5-Her zaman büyüme hedefinde olan Türkiye’nin Avrupa’ya , Dünya’ya en rahat açılan organizasyonu olan futbol organizasyonu kendi içinde küçülmeye giderse, ülkenin büyüme vizyonu bundan nasıl etkilenir; bunun hesabını kim nasıl verebilir?
6-Kişiler ve kurumlar ayrılsın zihniyeti bundan sonraki bütün yargısal ve sosyal olayların çözümsüzlüğünü sağlamaz mı?

Bu soruları uzatmak mümkün. Ama olayın başında yaptırımların en ağır şekilde uygulanması gerekliliğinden bahseden başbakan bugün maalesef çok ama çok farklı bir noktada.

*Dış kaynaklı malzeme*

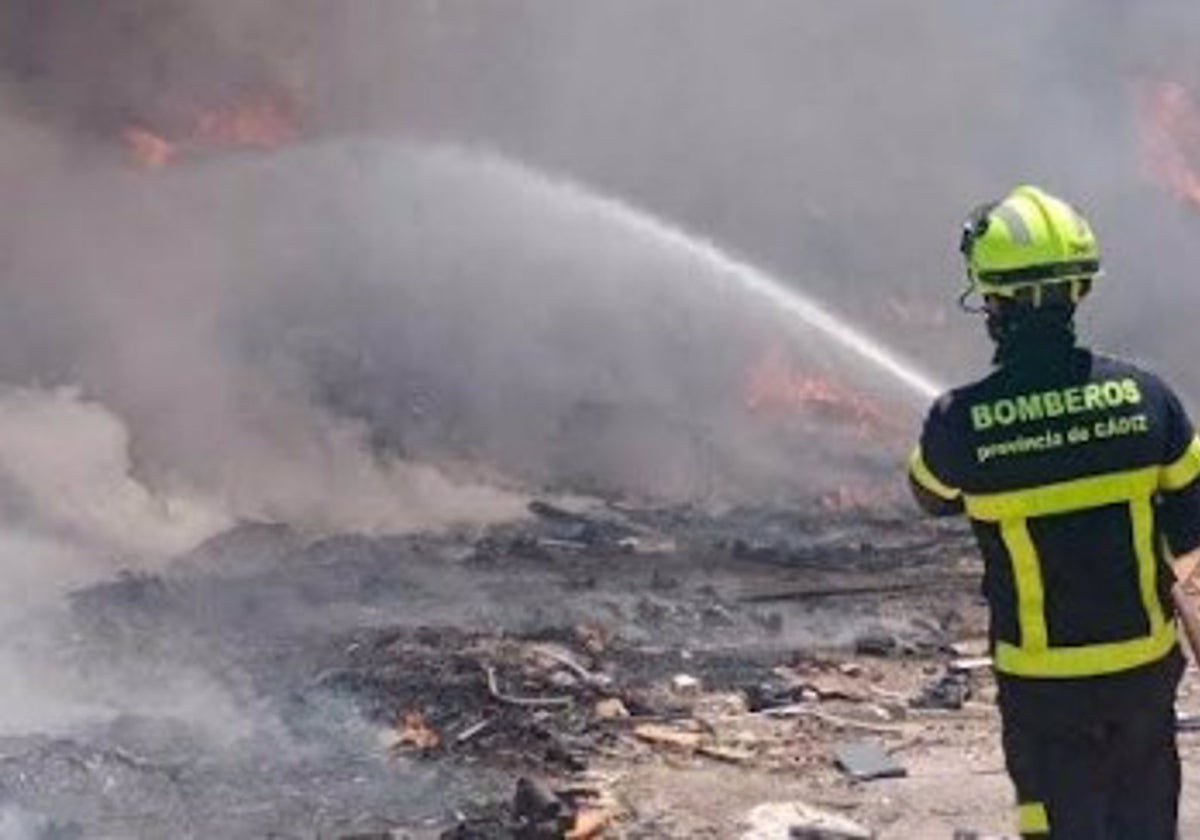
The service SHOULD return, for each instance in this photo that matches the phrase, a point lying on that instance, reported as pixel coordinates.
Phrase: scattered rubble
(801, 821)
(613, 640)
(865, 760)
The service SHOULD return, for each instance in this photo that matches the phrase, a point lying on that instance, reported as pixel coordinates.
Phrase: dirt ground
(593, 671)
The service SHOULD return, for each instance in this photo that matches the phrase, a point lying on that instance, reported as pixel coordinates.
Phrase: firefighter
(1079, 475)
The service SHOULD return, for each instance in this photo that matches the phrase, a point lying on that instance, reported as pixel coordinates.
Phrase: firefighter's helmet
(1030, 247)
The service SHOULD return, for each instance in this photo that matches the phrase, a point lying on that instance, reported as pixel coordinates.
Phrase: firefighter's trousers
(1096, 759)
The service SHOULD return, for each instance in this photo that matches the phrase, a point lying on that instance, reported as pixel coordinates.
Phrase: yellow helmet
(1031, 247)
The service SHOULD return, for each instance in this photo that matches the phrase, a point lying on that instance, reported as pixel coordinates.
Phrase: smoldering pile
(275, 682)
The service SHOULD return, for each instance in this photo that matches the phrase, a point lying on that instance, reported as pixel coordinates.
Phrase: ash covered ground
(293, 288)
(276, 685)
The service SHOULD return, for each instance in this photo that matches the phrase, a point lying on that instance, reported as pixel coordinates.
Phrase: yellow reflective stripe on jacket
(1032, 819)
(1031, 613)
(922, 474)
(1090, 660)
(1063, 497)
(1012, 510)
(1141, 515)
(1183, 471)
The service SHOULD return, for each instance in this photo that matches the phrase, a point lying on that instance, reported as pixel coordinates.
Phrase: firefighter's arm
(933, 495)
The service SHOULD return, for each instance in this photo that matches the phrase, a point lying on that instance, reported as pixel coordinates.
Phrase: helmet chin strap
(967, 306)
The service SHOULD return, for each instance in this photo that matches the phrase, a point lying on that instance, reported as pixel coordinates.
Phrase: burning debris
(775, 385)
(262, 124)
(1170, 139)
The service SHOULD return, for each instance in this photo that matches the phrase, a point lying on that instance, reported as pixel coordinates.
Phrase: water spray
(750, 277)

Ülke menfaatleri renklerin aşkına yenik düşmüş durumda. Bundan sonraki süreçte anlaşılan o ki Galatasaray haklarını kendi korumalı çünkü yönetenler de hukuksuzluğa ortak olmuş durumda. Son sözler de Adnan Öztürk’ten olsun. Çünkü o bu süreci anlatırken, bundan sonra hakkımızı koruyacağımızın teminatını bu sözlerle veriyor…

"Cambazlar sirklerde olur bizde olmaz".